The ALJ made an individualized determination and did err in assessing Plaintiff's residual functional capacity. Social Security Ruling 96-8p provides that "[t]he RFC assessment must include narrative discussion describing how the evidence supports each conclusion, citing specific medical facts (e.g. laboratory findings) and nonmedical evidence (e.g. daily activities, observations)." Assessing Residual Functional Capacity in Initial Claims, SSR 96-8p, 1996 WL 374184 at * 2 (1996).

Here, the ALJ described the medical evidence that supported his conclusion that Plaintiff had the residual functional capacity to perform light work. The ALJ noted that he assigned "significant evidentiary weight to Dr. Greene's findings and opinions regarding the absence of functional limitations." (Tr. 50) As discussed above, although Dr.
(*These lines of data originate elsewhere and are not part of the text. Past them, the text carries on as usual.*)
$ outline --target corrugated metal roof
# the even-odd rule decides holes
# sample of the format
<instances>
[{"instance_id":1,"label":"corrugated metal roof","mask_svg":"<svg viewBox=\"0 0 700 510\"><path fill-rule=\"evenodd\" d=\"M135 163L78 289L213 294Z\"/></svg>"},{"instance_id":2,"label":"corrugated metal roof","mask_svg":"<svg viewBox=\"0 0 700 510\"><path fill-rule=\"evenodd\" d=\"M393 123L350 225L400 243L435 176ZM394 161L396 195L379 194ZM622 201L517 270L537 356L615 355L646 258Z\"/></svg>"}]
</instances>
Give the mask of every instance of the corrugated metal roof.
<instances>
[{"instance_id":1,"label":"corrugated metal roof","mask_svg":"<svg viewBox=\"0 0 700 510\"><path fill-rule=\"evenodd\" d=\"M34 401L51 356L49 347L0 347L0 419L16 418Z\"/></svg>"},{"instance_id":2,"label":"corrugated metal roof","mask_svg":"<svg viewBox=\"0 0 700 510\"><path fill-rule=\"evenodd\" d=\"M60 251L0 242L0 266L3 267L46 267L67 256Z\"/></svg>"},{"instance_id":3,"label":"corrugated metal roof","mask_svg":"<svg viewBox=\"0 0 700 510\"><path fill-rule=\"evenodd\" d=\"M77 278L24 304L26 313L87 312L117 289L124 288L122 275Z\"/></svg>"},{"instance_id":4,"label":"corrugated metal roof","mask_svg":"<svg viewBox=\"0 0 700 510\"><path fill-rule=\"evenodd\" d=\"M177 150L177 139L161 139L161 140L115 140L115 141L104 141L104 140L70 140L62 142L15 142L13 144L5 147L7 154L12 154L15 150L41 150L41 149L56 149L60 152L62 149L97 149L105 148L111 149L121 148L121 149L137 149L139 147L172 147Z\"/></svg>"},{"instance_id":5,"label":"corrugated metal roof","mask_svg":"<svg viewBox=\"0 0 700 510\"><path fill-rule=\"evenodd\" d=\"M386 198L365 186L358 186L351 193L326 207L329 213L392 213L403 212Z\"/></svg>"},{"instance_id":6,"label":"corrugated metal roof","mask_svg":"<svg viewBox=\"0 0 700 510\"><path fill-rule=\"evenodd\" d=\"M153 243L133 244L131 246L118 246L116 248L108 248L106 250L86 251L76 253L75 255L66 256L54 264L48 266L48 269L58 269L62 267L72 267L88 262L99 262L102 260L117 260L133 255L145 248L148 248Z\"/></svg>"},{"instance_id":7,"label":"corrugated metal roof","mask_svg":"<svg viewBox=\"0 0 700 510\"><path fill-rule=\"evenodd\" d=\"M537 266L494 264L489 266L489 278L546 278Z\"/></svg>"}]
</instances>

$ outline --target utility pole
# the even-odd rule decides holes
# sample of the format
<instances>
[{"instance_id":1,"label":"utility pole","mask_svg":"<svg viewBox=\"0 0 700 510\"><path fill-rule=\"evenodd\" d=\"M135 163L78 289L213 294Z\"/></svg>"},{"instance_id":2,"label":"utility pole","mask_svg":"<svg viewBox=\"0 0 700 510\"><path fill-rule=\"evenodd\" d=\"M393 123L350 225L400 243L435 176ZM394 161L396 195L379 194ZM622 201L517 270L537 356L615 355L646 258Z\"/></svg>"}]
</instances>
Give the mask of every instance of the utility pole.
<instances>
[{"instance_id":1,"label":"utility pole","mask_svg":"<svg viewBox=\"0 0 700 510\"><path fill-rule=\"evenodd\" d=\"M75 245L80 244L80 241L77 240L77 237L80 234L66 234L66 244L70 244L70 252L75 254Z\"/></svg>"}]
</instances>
Greene did not specifically state that Plaintiff had no functional limitations, he did not include any limitations on Plaintiff's activities in his report. His findings based on his physical examination of Plaintiff, however, revealed that Plaintiff could "walk heel and toe normally, has normal motor and sensory findings in both his upper and lower extremities on examination, produced a negative Hoffman's test and was negative as regards to upper motor neuron signs." (Tr. 50) Dr. Greene also "reported negative results from a straight leg raising test, which should not have happened if the claimant were truly experiencing the lower back pain he claimed." (Id.) Dr. Greene noted that Plaintiff had a full, painless range of motion in his hips, and had no tenderness to palpation in his neck and low back. (Tr. 225) Dr. Green further noted that Plaintiff had "not had sufficient conservative treatment," and recommended that he see a physiatrist and physical therapist for further treatment. (Tr. 226) Contrary to Plaintiff's argument, Dr. Greene did not indicate that he would continue to treat Plaintiff. Rather, he simply stated that he would see Plaintiff "back if [treatment with a physiatrist or physical therapist] fails." (Tr. 226) The ALJ's interpretation, based on Dr. Greene's findings, that Dr. Greene did not impose any limitations on Plaintiff's residual functional capacity, is a rational interpretation of the record. To the extent Dr. Greene's statements are "susceptible to more than one rational interpretation," the ALJ's decision must be upheld. Sandgathe, 108 F.3d at 980.

Additionally, the ALJ's RFC determination is consistent with Ms. Johnson's opinion that Plaintiff could not lift more than 20 pounds, stand for "long periods," or engage in "over the head movements." (Tr. 52, 189) The ALJ's RFC determination also took into account Plaintiff's inability to perform activities such as squatting, by finding "prohibitions on crawling, crouching, climbing, squatting, and/or kneeling, with no use of his lower extremities for pushing or pulling. . . ." (Tr. 52)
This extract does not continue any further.